Big research, tiny tools

Post at 2009-10-09 18:04:21 | 776 views

     The USF College of Medicine is expanding  its ability to study tiny things called “nanoparticles,”  thanks to a $1.39 million federal grant to its USF Nanomedicine Research Center.      The grant comes from the National Institutes of Health and is funded through the American Recovery and Reinvestment Act.      The Nanomedicine Research Center’s  mission is to [...]

     The USF College of Medicine is expanding  its ability to study tiny things called “nanoparticles,”  thanks to a $1.39 million federal grant to its USF Nanomedicine Research Center.

     The grant comes from the National Institutes of Health and is funded through the American Recovery and Reinvestment Act.

     The Nanomedicine Research Center’s  mission is to research areas of nanomedicine that ultimately could treat heart, lung and blood disorders. Research focuses closely on drug delivery and detection of disease cells, as well as integrating nanomedicine to tissue engineering and cell technologies.

     Nanomedicine uses extraordinarily tiny materials – too small to be seen with the naked eye -- to develop innovative ways to detect and treat disease. For example, a researcher might look for ways to use particles small enough to deliver drugs or therapeutic genes inside a tumor cell.

    

     Shyam Mohapatra, PhD, director of the Nanomedicine Research Center, is doing research using nanoparticles made of chitosan, a substance found in  shrimps, prawns and shellfish. His laboratory has shown that chitosan particles can safely and effectively deliver therapeutic genes into cells lining the lungs and effectively treat lung diseases such as  asthma or lung cancers in mice.

     Another project in the Nanomedicine Research Center has federal funding from the Office of Naval Research to develop ways to turn stem cells into blood cells.

     “In the battlefield, there’s never enough blood,” said Dr. Mohapatra. “This technology is very futuristic. It could lead to the development of devices that would be like a wristwatch with stem cells in it that could travel into your bloodstream and become blood cells” in case of injury.

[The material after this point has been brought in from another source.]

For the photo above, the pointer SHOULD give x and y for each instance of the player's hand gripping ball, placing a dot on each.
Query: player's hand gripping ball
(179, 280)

     This grant, for a two-year period, will enable the Nanomedicine Center to hire one new faculty member and three support staff. Dr. Mohapatra, who also is the Mabel & Ellsworth Simmons Professor of Allergy & Immunology, expects the new personnel to add to the center’s ability to conduct interdisciplinary research between faculty in Medicine with those in basic sciences such as chemistry, physics, and biology and in engineering.